When will the next generation of game consoles launch?

While I'm thinking about why game consoles are likely to be around for quite a while, it was instructive for me to take a look at what the most likely launch period for the next generation of game consoles would be. This is discounting Android consoles such as Ouya, the future Amazon game console, and whatever Apple or Google cooks up. My expectation is that those game consoles will be under-powered and unattractive to hard-core gamers and will not attract AAA titles.

The one possibility that could derail my predictions is if Steam boxes take off, but given that Steam boxes will run Linux, and not support much of the existing game library, I do not expect them to be a major player. Steam boxes have a bunch of issues, not least of which is that each steam box would have a different configuration, meaning that the uniform platform that game developers would get as far as consoles are concerned wouldn't exist. I expect steam machines to combine the worst defects of both PCs and consoles.

The driver for the next generation of consoles will most likely to be 4K TV. If you look at what would be acceptable for 4K gaming today, the anandtech analysis would be that no less than 4 Titan GTX video cards would be needed to drive a AAA 4K game at 60+fps. This is at max settings, however, and consoles do not need max settings to be good enough, so maybe 3 GTX video cards would be sufficient. Each of the GTX video cards is about $700 today, so 3 of them would be $2100. If we assume that the consumer part for these devices have to get down below $200 in order for them to be commercially viable, that would be four Moore's cycles to get to $132 for the compute equivalent of 3 GTX video cards.

The traditional Moore's cycle is 18 months, but in recent years, it's been more like 2-3 years, or 8-12 years.

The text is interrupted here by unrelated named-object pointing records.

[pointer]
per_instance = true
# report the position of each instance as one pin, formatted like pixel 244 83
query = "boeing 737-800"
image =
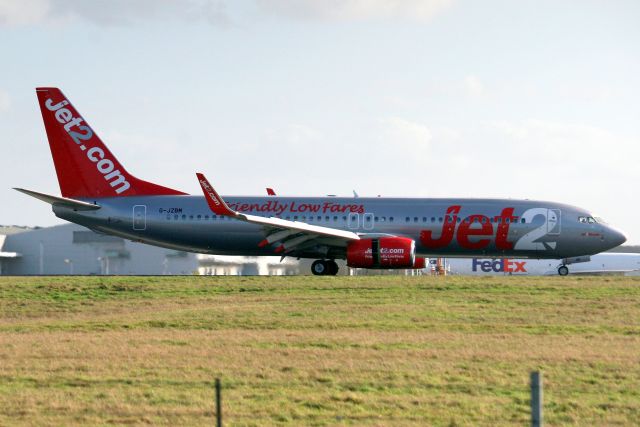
pixel 99 193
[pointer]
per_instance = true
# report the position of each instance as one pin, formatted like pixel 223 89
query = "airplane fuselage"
pixel 447 227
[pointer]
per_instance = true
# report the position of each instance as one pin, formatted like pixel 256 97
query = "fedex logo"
pixel 81 136
pixel 499 266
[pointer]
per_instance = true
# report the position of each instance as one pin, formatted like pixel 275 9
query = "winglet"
pixel 216 203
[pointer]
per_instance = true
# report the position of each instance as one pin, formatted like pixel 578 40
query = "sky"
pixel 432 98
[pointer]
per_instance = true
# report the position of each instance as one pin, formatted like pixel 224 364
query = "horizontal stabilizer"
pixel 60 201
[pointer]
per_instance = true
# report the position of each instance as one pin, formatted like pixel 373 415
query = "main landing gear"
pixel 324 267
pixel 563 270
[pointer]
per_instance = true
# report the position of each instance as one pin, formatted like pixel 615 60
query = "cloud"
pixel 26 12
pixel 295 136
pixel 5 101
pixel 355 10
pixel 110 12
pixel 403 133
pixel 571 146
pixel 474 87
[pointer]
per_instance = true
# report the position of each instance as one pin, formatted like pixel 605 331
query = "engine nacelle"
pixel 384 252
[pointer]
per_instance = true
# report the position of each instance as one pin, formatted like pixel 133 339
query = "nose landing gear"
pixel 324 268
pixel 563 270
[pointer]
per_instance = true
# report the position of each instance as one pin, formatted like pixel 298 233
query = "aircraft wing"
pixel 296 232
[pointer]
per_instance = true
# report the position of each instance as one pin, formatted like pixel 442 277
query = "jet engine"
pixel 383 252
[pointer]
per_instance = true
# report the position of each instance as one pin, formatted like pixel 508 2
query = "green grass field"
pixel 318 351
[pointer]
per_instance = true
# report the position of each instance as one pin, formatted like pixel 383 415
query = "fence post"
pixel 218 405
pixel 536 399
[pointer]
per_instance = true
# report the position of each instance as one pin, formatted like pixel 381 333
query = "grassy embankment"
pixel 318 351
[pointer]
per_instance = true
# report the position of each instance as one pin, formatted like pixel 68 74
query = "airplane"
pixel 604 263
pixel 378 233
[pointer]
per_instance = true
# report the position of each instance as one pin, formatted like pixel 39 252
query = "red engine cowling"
pixel 385 252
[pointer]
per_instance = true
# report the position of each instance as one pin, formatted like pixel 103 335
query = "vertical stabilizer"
pixel 84 165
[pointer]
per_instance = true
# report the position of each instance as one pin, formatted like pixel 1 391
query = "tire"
pixel 319 268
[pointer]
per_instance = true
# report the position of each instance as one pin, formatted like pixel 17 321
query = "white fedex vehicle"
pixel 604 263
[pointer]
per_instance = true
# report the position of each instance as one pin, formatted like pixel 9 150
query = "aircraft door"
pixel 140 217
pixel 367 221
pixel 553 222
pixel 354 221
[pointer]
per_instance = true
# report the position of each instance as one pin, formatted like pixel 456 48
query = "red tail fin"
pixel 84 165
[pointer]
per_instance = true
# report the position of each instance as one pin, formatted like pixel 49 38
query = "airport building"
pixel 73 249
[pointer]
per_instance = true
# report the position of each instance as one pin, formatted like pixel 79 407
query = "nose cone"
pixel 615 237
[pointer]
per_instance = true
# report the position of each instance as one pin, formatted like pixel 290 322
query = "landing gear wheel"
pixel 319 268
pixel 332 268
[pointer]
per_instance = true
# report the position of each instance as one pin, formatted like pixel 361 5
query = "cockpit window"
pixel 587 220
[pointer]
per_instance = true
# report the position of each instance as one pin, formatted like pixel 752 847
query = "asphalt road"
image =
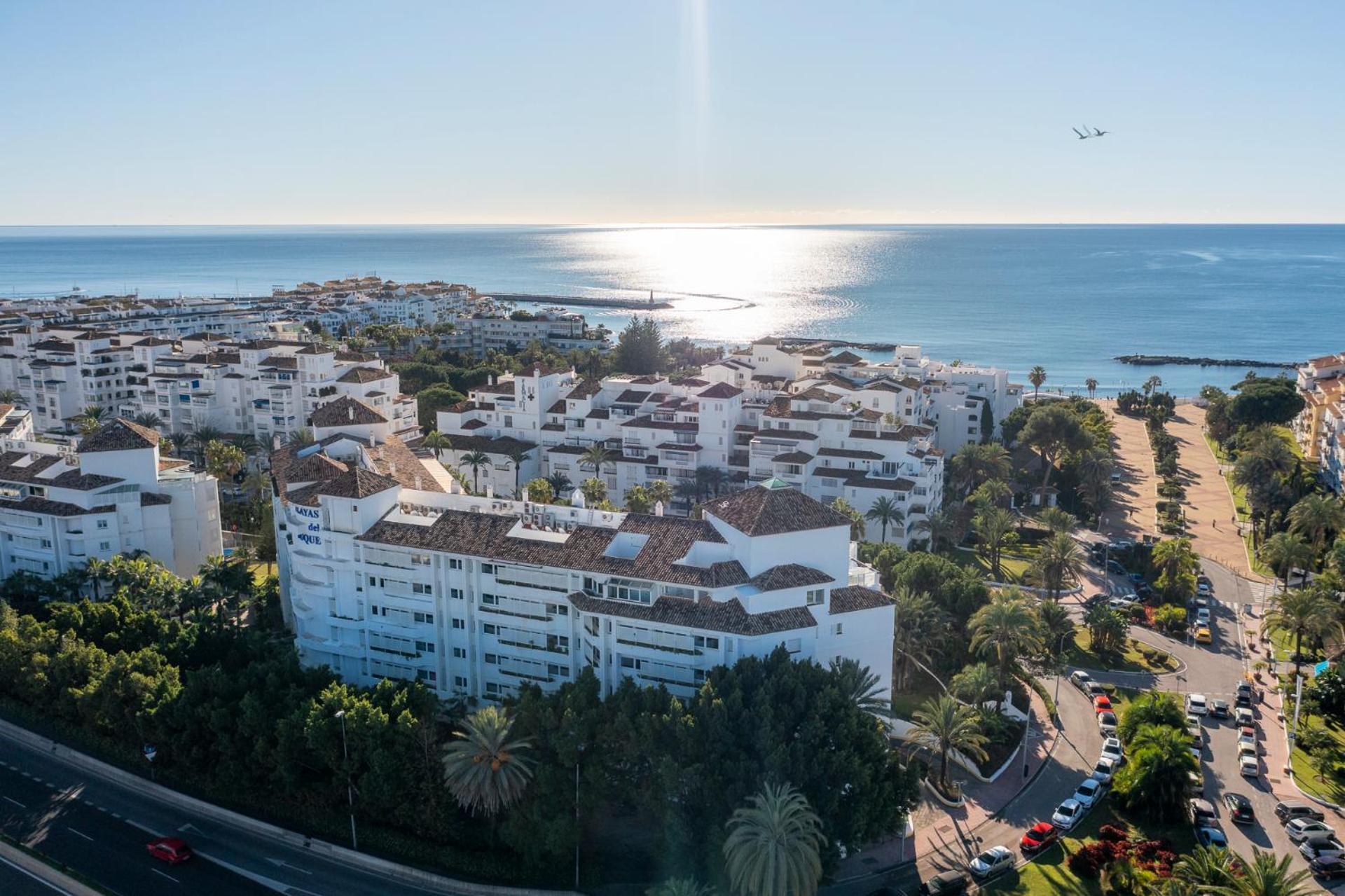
pixel 100 829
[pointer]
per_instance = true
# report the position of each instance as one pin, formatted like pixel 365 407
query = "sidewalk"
pixel 944 836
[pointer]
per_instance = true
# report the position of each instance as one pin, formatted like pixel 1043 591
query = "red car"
pixel 170 849
pixel 1039 837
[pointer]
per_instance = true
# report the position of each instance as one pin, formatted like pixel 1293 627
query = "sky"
pixel 619 112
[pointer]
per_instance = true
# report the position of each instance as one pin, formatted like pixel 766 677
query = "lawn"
pixel 1131 659
pixel 1051 875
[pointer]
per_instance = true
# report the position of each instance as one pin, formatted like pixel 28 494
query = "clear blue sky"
pixel 638 111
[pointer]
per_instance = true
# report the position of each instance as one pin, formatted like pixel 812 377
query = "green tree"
pixel 1156 777
pixel 1054 431
pixel 1036 377
pixel 475 460
pixel 1177 565
pixel 997 532
pixel 942 726
pixel 1005 630
pixel 485 767
pixel 639 349
pixel 885 513
pixel 773 845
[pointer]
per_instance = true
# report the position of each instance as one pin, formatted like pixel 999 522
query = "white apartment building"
pixel 61 506
pixel 1320 427
pixel 389 571
pixel 265 388
pixel 832 424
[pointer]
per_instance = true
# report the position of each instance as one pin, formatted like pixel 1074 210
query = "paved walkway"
pixel 1131 514
pixel 1210 518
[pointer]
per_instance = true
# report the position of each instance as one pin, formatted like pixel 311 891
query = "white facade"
pixel 60 506
pixel 392 572
pixel 833 425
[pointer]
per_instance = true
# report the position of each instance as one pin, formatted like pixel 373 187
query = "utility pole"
pixel 350 787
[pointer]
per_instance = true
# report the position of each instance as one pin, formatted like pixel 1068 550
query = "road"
pixel 99 828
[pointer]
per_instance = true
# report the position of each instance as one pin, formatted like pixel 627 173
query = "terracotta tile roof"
pixel 670 539
pixel 118 435
pixel 852 598
pixel 766 510
pixel 790 576
pixel 725 616
pixel 346 412
pixel 364 374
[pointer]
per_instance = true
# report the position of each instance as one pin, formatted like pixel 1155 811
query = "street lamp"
pixel 350 789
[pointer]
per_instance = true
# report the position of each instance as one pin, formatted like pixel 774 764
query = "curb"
pixel 427 880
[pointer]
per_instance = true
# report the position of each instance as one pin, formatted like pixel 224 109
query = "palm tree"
pixel 919 631
pixel 1316 516
pixel 1207 867
pixel 475 459
pixel 517 456
pixel 1059 560
pixel 1267 875
pixel 1283 552
pixel 680 887
pixel 436 441
pixel 147 419
pixel 596 455
pixel 885 513
pixel 1036 377
pixel 483 767
pixel 860 685
pixel 1302 615
pixel 943 525
pixel 942 726
pixel 1005 628
pixel 301 438
pixel 773 846
pixel 997 530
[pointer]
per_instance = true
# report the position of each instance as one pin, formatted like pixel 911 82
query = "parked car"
pixel 1241 809
pixel 1301 829
pixel 992 862
pixel 1212 837
pixel 1090 792
pixel 1201 813
pixel 944 884
pixel 1039 837
pixel 1106 770
pixel 1328 867
pixel 1292 809
pixel 1321 848
pixel 170 849
pixel 1067 814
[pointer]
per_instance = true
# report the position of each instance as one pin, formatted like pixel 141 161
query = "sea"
pixel 1067 298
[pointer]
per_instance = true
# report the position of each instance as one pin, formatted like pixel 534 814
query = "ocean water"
pixel 1068 298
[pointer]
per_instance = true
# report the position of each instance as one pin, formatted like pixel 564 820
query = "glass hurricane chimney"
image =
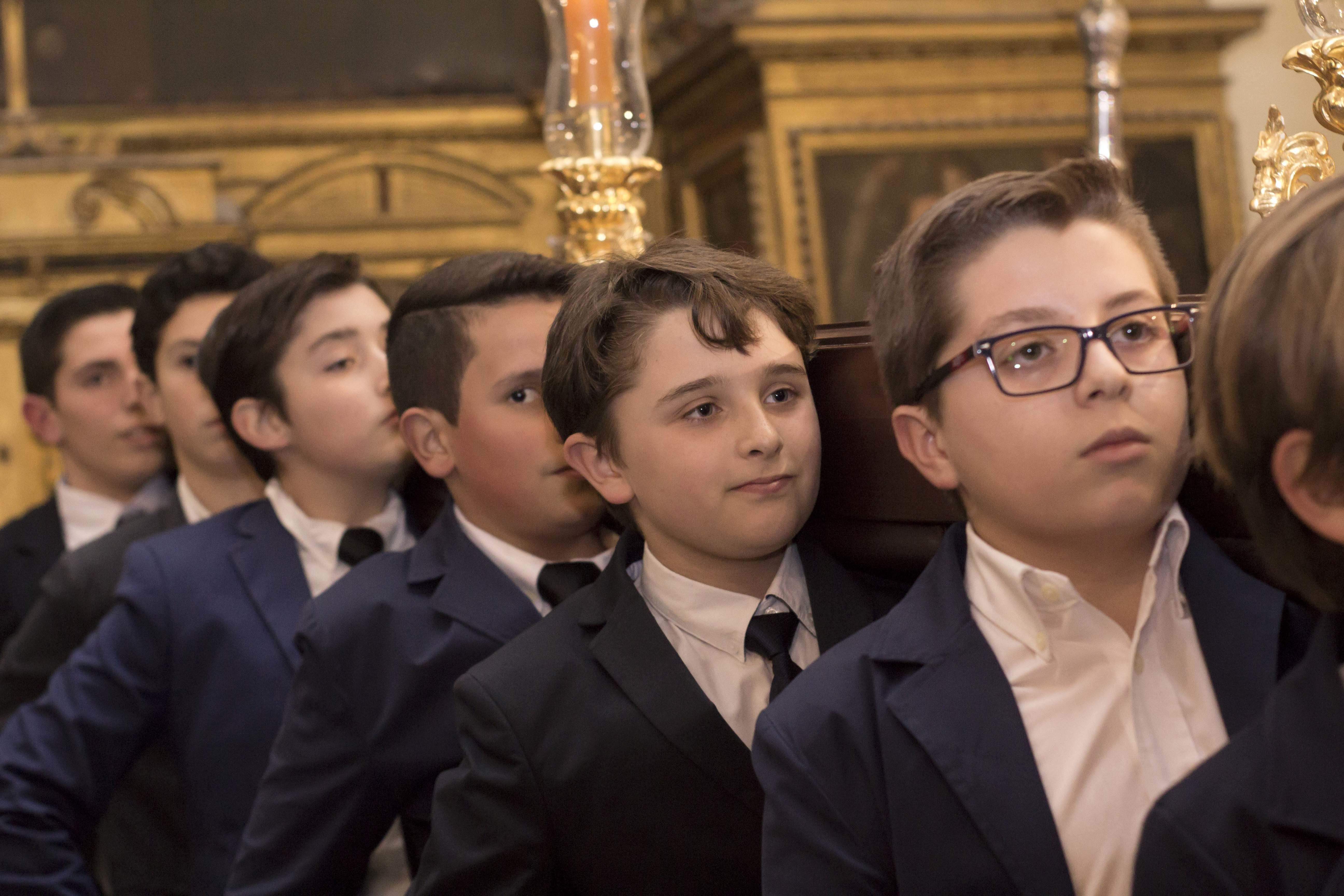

However, there are several factors. First of all, it might not be necessary to deliver games at the full 4K resolution. The 7th generation of game consoles only delivered 720p resolution to HDTVs, and it's entirely feasible that the 9th generation of consoles would deliver say, 2560x1440 resolution rather than "true" 4K. This would be particularly attractive for whoever lost the 8th generation console wars, since that vendor (currently Microsoft) would be more motivated to start the 9th generation wars earlier rather than allowing the 8th generation to be dominated by a major competitor. It's entirely feasible that Nintendo could do this as little as 4 years out, but given their recent statements, I do not expect them to try to compete on the basis of CPU or GPU horsepower with Sony or Microsoft. Secondly, it's quite possible that dedicated gaming hardware that has software written close to the metal will outperform Anandtech's benchmarks. Put all this together and I expect the next generation of consoles to be deliver within 5 years, rather than the 8 years between the PS3 and PS4. This is made much more likely now that both consoles are on the x86 architecture rather than custom hardware, enabling more frequent updates.

I have to say that I'm fairly excited about 4K, though I disagree that 4K streaming is necessarily a good thing. HD streaming already looks much worse than Blu Ray to my eyes, so my guess is that it would take a higher bandwidth delivery format than Blu Ray for 4K to truly take off.